The contribution of septal ring positioning proteins to cell size regulation in bacteria

Cell size is an important factor for survival that microorganisms tune to their environmental needs. Nevertheless, all microorganisms exhibit large heterogeneity in cell size even when experiencing homogenous environmental conditions. This heterogeneity is in part due to the stochastic nature of the complex processes that control cellular growth and division dynamics. It is also limited by cellular mechanisms that operate in concert to prevent size divergence over time. In this talk, I will discuss the contribution of one of these mechanisms, namely the Min proteins, to cell size regulation in the bacterial model organism E. coli. The Min proteins interactions and diffusion within the cell create oscillations along the cell’s length that aid in the formation of the septal ring at mid-cell.
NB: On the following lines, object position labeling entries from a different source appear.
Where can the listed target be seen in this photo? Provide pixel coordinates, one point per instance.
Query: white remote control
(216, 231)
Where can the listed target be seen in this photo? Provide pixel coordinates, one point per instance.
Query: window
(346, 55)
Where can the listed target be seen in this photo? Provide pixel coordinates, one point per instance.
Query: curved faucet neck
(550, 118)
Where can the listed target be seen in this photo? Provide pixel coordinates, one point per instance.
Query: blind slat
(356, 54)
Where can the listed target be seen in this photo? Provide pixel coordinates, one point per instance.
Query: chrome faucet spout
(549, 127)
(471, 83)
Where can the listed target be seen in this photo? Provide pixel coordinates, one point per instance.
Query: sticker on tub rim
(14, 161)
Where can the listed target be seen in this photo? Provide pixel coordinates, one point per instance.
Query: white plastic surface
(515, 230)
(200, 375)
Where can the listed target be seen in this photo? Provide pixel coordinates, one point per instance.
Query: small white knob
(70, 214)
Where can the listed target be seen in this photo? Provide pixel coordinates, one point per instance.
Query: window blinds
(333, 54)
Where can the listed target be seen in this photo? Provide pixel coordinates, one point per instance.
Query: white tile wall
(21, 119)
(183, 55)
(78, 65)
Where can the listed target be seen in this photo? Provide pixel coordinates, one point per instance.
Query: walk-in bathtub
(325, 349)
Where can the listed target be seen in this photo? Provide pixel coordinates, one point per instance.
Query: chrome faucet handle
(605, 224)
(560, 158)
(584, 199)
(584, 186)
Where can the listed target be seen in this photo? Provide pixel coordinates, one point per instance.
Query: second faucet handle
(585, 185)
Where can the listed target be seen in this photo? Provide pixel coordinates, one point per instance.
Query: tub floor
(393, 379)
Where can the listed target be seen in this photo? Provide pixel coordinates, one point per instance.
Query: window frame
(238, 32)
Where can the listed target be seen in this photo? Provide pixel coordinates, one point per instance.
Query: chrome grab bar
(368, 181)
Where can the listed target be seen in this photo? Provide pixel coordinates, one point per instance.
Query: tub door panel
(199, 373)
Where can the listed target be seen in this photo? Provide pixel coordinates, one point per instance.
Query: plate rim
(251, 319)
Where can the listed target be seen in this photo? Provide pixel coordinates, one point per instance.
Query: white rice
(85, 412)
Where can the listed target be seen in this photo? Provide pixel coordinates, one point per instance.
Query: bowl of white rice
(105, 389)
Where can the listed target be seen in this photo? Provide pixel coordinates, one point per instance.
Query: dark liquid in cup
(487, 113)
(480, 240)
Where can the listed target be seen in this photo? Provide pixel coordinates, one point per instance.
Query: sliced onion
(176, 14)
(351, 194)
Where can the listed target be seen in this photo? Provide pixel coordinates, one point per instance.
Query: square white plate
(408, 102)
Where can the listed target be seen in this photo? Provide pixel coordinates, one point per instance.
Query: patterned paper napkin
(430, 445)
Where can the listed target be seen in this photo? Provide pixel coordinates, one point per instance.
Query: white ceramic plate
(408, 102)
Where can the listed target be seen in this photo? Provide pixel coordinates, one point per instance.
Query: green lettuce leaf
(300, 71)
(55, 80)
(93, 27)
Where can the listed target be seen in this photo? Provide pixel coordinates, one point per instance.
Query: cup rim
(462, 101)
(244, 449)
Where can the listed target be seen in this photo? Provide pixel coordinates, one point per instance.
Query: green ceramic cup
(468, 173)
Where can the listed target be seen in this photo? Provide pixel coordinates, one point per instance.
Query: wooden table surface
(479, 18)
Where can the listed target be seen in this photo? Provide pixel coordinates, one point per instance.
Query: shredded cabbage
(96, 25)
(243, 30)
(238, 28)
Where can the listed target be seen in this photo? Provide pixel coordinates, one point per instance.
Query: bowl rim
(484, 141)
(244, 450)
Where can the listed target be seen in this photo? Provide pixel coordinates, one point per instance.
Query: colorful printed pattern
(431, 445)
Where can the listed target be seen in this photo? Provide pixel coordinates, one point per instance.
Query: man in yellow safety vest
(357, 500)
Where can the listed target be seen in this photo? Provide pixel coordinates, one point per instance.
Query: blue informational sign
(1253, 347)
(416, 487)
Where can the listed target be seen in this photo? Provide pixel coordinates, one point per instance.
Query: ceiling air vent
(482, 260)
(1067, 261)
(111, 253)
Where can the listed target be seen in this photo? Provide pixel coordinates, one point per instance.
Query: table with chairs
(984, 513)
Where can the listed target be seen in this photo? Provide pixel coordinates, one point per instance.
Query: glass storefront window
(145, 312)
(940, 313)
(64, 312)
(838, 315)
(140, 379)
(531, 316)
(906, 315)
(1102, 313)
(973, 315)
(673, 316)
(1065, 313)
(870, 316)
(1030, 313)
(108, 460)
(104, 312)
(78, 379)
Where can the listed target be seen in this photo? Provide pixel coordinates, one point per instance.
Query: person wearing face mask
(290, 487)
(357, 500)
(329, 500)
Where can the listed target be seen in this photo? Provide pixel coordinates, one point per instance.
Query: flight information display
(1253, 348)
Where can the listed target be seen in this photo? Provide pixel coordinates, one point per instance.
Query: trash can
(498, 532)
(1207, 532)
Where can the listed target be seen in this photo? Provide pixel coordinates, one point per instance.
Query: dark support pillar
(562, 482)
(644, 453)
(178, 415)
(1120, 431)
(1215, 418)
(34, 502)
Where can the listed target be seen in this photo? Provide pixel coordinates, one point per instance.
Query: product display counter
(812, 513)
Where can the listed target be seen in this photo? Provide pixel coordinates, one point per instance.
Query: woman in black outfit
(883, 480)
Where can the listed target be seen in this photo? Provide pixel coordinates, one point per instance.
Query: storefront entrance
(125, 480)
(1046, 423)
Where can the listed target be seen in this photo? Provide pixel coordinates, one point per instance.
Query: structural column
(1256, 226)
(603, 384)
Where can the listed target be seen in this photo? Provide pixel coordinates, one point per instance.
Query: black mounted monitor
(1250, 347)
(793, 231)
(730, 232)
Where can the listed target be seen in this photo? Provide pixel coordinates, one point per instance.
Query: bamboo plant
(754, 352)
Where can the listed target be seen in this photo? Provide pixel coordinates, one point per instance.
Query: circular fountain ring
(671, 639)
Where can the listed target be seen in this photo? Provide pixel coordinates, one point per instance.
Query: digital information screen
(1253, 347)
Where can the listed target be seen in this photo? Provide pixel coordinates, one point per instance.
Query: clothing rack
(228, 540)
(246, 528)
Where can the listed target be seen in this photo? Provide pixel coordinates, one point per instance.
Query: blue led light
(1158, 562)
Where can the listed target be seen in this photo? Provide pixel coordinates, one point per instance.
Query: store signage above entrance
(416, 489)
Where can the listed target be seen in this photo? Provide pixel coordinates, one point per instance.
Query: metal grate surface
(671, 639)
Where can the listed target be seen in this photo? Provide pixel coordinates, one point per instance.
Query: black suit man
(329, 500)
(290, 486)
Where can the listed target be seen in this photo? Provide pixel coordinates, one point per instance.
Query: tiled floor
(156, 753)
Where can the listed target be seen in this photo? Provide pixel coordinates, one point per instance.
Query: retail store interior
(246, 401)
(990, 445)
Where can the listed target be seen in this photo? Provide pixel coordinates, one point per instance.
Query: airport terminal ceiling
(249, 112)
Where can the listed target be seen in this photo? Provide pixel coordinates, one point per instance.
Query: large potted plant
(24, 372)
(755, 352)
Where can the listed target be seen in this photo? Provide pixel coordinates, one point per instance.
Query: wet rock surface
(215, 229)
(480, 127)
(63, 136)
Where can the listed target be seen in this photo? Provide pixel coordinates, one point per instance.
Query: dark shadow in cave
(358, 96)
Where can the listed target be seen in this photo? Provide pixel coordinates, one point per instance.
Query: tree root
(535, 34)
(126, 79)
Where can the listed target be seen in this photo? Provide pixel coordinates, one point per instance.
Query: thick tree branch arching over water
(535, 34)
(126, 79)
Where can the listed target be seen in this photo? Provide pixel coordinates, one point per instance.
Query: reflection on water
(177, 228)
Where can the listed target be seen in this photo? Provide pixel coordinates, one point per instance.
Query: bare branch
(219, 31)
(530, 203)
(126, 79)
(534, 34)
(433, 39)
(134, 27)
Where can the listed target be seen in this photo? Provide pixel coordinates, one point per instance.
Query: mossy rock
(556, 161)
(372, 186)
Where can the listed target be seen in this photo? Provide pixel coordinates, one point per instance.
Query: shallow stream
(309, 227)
Previously, it was assumed that the Min proteins’ function is limited to the localization of the septal ring along the cell’s long axis. However, the dynamical pattern of these oscillations is sensitive to the cell length, which allows the Min proteins to coordinate the initiation time of the septal ring formation with the cell length and as a result can help regulate cell size. Our results reveal how the pattern of the Min proteins oscillations change with cell size and how that determines the timing of septal ring formation and ultimately cell size at subsequent divisions. The contribution of the Min proteins to cell size regulation is one that enables a cell born smaller than its sister during the “supposedly” symmetric division, to grow more and compensate for the size difference acquired during division. This ensures that cell size is tightly regulated and maintained within a physiologically viable range.